Pre-RFC: Move references

This is not true. At its simplest, &move out is just a borrow where you logically own the value, and are responsible for dropping it before the end of the borrow's lifetime. It's identical to Box, except that someone else owns the memory, not you. In fact, I could even see &mut MaybeUninit<T> being a valid storage, so you could theoretically spell &move out T as Box<T, &mut MaybeUninit<T>>.

You're projecting your own desire for PIT onto &move out. Nothing about &move out requires PIT or any extra behavior w.r.t. drop flags. Simply treat the value behind &move out the same way the value behind Box or even a local binding is treated: emit drop flags if necessary, and don't allow the value to escape except in a well-formed fully-initialized form.

&move in does generalize to being able to talk about piecewise initialization of values (roughly, PIT). But even &move in doesn't require PIT or exposing drop flag machinery in any way: either you fully initialize the place, or give the &move in to someone else to fully initialize, tracked, again, as a normal value would be (i.e. a basic let x;). And as I have said multiple times before, &move out is both simple and useful enough to be valuable to talk about on its own, distinct from the barrel of issues that need to be solved to even get to the point where adding &move in or PIT is possible in a sound manner.

Please stop hijacking threads by pulling discussion to your own pet features, @Soni. Even if PIT or whatever feature you're discussing is a clean superset of the other threads' discussion, it is useful to discuss a smaller, simpler subset without needing to also solve the extra issues of the fully general case.

8 Likes

A bit off-topic, but where I can find out which panics always abort and which I can catch?

This is, in fact, the exact extra behaviour that PITs add. But we digress.

You still can't have the ability to return move references. Unless you also wanna pass a reference to drop flags around with them. Just imagine panicking after returning from a function that claims to initialize a move reference, but just returns the uninitialized move reference back to you. This is why returning them is unsound. Not only that, but it's also completely unnecessary. You don't need the ability to return move references for them to be useful. It'll just cause a ton of trouble.

It moves the entire drop flags machinery to the type system, how isn't that increasing complexity?

It doesn't simplify anything, it just moves all the complexity to types, meaning type checking will be much more complex because now it also has to track initialization.
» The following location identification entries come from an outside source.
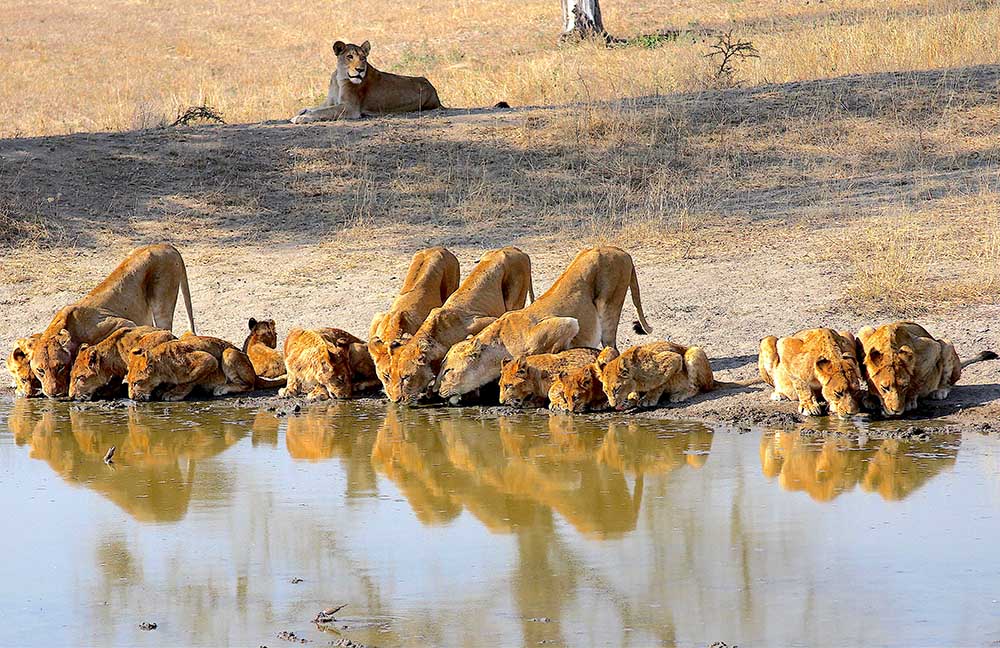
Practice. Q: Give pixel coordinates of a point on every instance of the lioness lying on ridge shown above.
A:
(357, 88)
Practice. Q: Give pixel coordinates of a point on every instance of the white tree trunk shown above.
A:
(582, 19)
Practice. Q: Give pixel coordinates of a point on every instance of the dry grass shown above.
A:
(142, 64)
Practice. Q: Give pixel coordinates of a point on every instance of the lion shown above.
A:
(327, 363)
(813, 366)
(357, 88)
(904, 363)
(581, 309)
(261, 347)
(173, 369)
(432, 278)
(645, 375)
(25, 383)
(501, 282)
(526, 380)
(105, 364)
(578, 390)
(142, 290)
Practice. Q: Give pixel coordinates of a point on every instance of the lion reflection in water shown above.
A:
(154, 464)
(824, 469)
(510, 475)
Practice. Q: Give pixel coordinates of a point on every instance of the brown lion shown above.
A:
(142, 290)
(357, 88)
(501, 282)
(525, 381)
(261, 347)
(813, 366)
(645, 375)
(25, 383)
(432, 278)
(581, 309)
(104, 365)
(904, 363)
(327, 363)
(173, 369)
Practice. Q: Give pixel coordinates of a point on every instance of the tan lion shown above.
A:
(25, 383)
(327, 363)
(357, 88)
(173, 369)
(500, 282)
(904, 363)
(261, 347)
(813, 366)
(581, 309)
(142, 290)
(105, 364)
(432, 278)
(526, 380)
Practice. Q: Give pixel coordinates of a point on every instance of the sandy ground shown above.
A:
(314, 226)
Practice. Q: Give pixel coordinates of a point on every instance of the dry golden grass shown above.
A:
(121, 64)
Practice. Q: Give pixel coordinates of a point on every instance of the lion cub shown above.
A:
(106, 363)
(25, 383)
(647, 374)
(813, 366)
(903, 363)
(327, 363)
(526, 380)
(173, 369)
(261, 347)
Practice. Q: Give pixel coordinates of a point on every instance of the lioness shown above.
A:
(97, 367)
(578, 390)
(261, 347)
(501, 282)
(432, 278)
(357, 88)
(526, 380)
(25, 383)
(903, 363)
(581, 309)
(327, 363)
(644, 375)
(174, 368)
(811, 366)
(142, 290)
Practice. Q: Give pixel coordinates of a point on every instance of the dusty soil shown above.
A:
(314, 226)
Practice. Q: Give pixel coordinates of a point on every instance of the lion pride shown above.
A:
(813, 366)
(357, 88)
(327, 363)
(500, 283)
(581, 309)
(904, 363)
(432, 278)
(142, 290)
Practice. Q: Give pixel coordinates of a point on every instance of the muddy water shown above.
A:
(440, 528)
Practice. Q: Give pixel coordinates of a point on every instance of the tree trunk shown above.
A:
(582, 20)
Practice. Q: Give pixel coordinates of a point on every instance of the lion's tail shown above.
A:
(640, 326)
(983, 356)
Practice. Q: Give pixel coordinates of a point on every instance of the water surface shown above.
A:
(442, 527)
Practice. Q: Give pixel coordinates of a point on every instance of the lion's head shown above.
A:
(19, 366)
(516, 387)
(352, 60)
(574, 391)
(262, 332)
(889, 375)
(51, 360)
(840, 382)
(469, 365)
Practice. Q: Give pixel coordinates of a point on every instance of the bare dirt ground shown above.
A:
(840, 202)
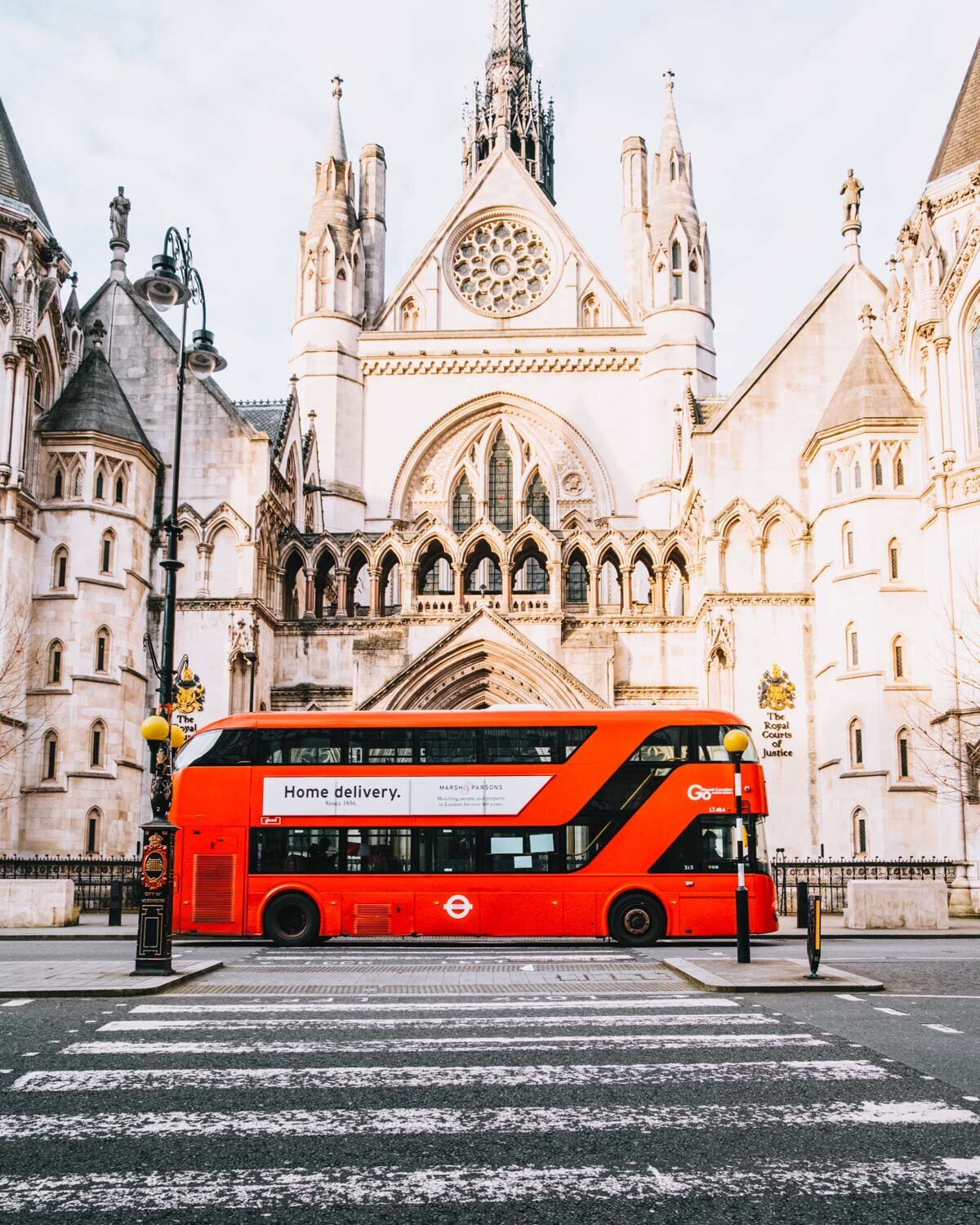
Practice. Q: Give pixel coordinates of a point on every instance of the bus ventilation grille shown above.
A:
(372, 919)
(213, 889)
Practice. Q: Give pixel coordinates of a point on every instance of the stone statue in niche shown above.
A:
(852, 189)
(119, 217)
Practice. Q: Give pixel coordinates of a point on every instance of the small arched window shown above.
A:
(411, 315)
(850, 644)
(103, 639)
(859, 825)
(676, 266)
(501, 484)
(60, 568)
(847, 541)
(56, 662)
(107, 553)
(92, 830)
(97, 745)
(463, 505)
(857, 742)
(903, 744)
(899, 658)
(538, 502)
(49, 756)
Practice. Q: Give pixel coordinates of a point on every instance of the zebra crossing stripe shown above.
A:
(644, 1002)
(586, 1041)
(463, 1076)
(247, 1190)
(470, 1023)
(511, 1120)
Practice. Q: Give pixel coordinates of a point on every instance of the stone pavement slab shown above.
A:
(767, 974)
(91, 978)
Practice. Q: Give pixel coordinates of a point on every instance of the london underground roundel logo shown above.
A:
(457, 906)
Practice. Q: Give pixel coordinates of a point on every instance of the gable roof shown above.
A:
(15, 178)
(93, 401)
(869, 390)
(960, 141)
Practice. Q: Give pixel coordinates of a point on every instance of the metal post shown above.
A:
(742, 892)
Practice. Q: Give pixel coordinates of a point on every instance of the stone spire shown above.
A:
(509, 109)
(336, 144)
(960, 141)
(15, 179)
(671, 195)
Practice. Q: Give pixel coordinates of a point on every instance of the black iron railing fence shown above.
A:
(830, 877)
(92, 876)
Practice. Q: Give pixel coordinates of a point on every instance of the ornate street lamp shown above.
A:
(172, 282)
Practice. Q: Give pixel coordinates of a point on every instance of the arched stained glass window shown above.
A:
(539, 504)
(501, 484)
(463, 505)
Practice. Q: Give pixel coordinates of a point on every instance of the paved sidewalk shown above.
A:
(766, 974)
(832, 928)
(91, 978)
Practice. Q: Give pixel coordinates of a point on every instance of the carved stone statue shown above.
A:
(850, 190)
(119, 217)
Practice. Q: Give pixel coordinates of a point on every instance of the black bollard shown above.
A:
(803, 903)
(115, 903)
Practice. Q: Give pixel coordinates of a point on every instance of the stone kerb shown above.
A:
(896, 904)
(49, 903)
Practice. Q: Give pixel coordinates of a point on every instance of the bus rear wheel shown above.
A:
(637, 920)
(292, 919)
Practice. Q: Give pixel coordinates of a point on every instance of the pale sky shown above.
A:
(213, 113)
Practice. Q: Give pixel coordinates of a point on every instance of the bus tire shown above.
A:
(292, 919)
(637, 920)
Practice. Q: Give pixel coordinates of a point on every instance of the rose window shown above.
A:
(501, 267)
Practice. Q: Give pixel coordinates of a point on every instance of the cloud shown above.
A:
(213, 114)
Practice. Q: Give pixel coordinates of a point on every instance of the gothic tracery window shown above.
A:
(463, 505)
(501, 484)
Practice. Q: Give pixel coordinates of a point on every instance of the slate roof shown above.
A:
(869, 390)
(95, 401)
(267, 416)
(960, 141)
(15, 178)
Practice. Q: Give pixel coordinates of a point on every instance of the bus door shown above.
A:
(213, 884)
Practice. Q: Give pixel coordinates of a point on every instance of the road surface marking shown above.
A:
(463, 1076)
(644, 1002)
(514, 1120)
(421, 1045)
(281, 1187)
(468, 1023)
Also, you're claiming that it doesn't expose drop flags, but actually it's the opposite, you're embedding drop flags in userfacing types.

That's not true, it should be perfectly safe to return &move out references if the storage will be valid after the function returns.
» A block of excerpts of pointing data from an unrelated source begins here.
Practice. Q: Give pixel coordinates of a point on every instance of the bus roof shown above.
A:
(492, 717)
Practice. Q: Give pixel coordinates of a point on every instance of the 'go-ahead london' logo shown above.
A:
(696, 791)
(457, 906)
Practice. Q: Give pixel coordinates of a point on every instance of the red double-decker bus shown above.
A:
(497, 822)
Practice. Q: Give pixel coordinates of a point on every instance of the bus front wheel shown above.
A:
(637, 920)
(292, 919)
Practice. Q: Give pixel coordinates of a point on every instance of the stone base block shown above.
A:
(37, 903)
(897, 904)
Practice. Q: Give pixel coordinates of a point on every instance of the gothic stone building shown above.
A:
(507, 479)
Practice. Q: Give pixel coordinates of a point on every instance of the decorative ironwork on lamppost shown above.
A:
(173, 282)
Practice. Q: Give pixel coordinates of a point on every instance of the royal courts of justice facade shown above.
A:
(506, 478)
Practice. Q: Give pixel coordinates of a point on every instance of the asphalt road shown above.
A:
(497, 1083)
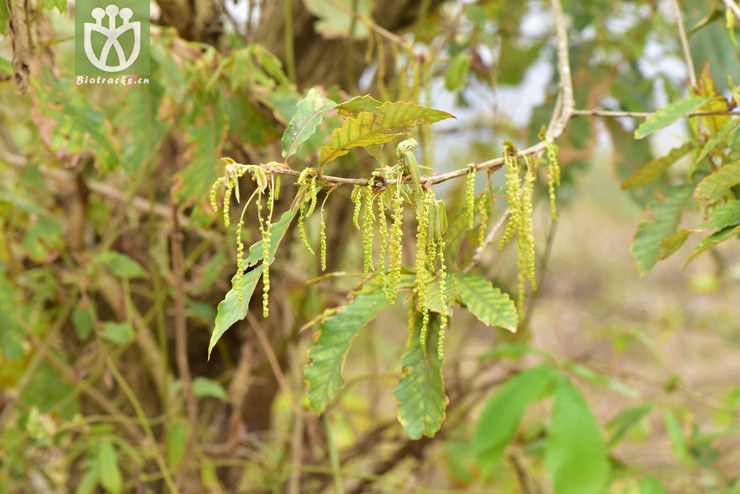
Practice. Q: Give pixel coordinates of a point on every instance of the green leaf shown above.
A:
(408, 115)
(208, 388)
(176, 438)
(5, 66)
(670, 245)
(727, 129)
(713, 240)
(576, 455)
(625, 420)
(420, 391)
(120, 333)
(110, 474)
(678, 441)
(490, 305)
(651, 485)
(358, 104)
(656, 167)
(726, 215)
(658, 224)
(456, 76)
(718, 182)
(229, 309)
(308, 114)
(363, 130)
(500, 417)
(326, 356)
(121, 265)
(669, 114)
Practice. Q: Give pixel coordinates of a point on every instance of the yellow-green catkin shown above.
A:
(357, 201)
(422, 275)
(513, 197)
(553, 174)
(525, 237)
(383, 239)
(322, 234)
(485, 203)
(444, 318)
(395, 247)
(470, 196)
(368, 226)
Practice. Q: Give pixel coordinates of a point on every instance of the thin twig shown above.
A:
(487, 241)
(642, 114)
(684, 42)
(181, 343)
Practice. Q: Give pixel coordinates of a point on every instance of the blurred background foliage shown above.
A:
(102, 183)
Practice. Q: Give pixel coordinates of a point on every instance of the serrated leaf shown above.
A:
(656, 167)
(229, 309)
(122, 265)
(110, 474)
(675, 433)
(726, 215)
(726, 130)
(490, 305)
(576, 455)
(657, 224)
(718, 182)
(363, 130)
(208, 388)
(671, 244)
(651, 485)
(407, 114)
(713, 240)
(326, 356)
(500, 417)
(456, 75)
(308, 114)
(669, 114)
(420, 392)
(358, 104)
(120, 333)
(625, 420)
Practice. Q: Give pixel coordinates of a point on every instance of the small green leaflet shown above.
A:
(358, 104)
(490, 305)
(421, 392)
(499, 420)
(308, 114)
(362, 130)
(713, 240)
(576, 455)
(726, 215)
(726, 130)
(666, 116)
(407, 114)
(326, 356)
(110, 473)
(718, 182)
(658, 224)
(229, 309)
(655, 168)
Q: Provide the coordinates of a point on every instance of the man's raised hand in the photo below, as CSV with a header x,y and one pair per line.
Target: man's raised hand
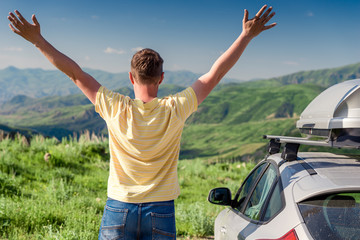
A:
x,y
20,26
253,27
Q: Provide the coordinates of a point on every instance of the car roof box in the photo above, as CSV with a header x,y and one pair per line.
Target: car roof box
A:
x,y
335,113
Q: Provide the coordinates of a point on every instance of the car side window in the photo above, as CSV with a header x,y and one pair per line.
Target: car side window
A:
x,y
276,203
248,184
260,194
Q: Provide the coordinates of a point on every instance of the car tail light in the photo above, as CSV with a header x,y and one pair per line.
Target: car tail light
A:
x,y
291,235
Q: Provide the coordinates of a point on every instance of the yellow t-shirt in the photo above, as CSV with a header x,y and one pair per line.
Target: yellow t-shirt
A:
x,y
144,142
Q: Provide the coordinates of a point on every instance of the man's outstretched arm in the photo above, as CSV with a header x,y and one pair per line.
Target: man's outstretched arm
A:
x,y
31,32
251,28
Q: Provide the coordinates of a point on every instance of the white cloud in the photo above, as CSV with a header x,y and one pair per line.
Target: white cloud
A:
x,y
136,49
110,50
291,63
13,49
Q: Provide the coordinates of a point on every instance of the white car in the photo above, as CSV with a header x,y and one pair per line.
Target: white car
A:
x,y
302,195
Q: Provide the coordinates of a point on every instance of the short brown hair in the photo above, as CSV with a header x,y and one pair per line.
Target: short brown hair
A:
x,y
147,66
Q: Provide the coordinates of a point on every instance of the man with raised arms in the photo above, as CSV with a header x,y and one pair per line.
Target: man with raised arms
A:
x,y
144,133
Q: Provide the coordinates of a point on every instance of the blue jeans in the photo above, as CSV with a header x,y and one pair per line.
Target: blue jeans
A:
x,y
153,220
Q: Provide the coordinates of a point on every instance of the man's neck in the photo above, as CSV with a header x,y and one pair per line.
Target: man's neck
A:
x,y
145,93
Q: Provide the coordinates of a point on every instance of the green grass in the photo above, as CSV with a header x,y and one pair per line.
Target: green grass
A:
x,y
63,196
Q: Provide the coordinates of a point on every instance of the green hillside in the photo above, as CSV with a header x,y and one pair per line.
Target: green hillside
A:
x,y
228,124
323,77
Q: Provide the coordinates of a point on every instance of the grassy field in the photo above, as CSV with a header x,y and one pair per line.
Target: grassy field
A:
x,y
57,190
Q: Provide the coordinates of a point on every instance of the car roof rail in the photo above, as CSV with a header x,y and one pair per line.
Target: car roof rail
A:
x,y
333,115
292,145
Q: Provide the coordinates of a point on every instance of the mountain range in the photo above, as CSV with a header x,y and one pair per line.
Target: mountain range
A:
x,y
229,123
37,83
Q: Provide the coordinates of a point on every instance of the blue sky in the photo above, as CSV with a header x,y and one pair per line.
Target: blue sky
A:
x,y
189,35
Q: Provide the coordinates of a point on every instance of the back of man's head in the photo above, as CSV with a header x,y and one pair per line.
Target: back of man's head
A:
x,y
147,66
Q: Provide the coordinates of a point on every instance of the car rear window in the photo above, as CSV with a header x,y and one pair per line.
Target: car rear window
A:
x,y
334,216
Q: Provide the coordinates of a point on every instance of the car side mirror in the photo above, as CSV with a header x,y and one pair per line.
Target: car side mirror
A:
x,y
220,196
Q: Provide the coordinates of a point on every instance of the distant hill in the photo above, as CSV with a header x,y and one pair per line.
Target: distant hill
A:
x,y
323,77
61,116
228,124
37,83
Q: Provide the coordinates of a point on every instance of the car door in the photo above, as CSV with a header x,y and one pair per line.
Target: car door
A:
x,y
243,219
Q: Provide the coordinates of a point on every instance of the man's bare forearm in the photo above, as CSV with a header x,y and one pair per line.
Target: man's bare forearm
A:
x,y
251,28
58,59
228,59
31,32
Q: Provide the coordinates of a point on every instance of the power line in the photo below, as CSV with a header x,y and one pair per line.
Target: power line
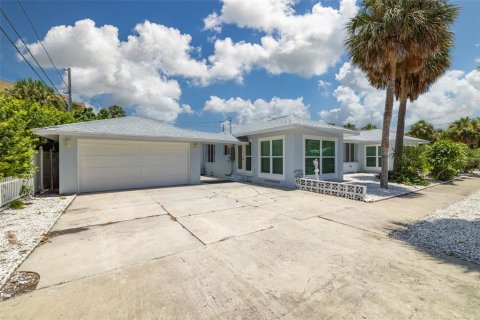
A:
x,y
21,54
38,38
38,64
Given that an &move out reference implies that it is fully initialized there's no need to pass drop flags around with them.

That's a problem of &move in references, not &move out.

1 Like

The drop flags machinery should not be confused with initialization state.

The drop flags machinery should not be confused with initialization state.

With PITs, drop flags stay the same. What you get instead is monomorphization based on initialization state. You just use the existing drop flags machinery to select the correct monomorphization. That's not drop flags because drop flags is about dynamic dispatch whereas monomorphization is about static dispatch. The programmer would never see the actual drop flags, so any important optimizations (like, for example, the extremely important dead drop flag elimination) can still be applied.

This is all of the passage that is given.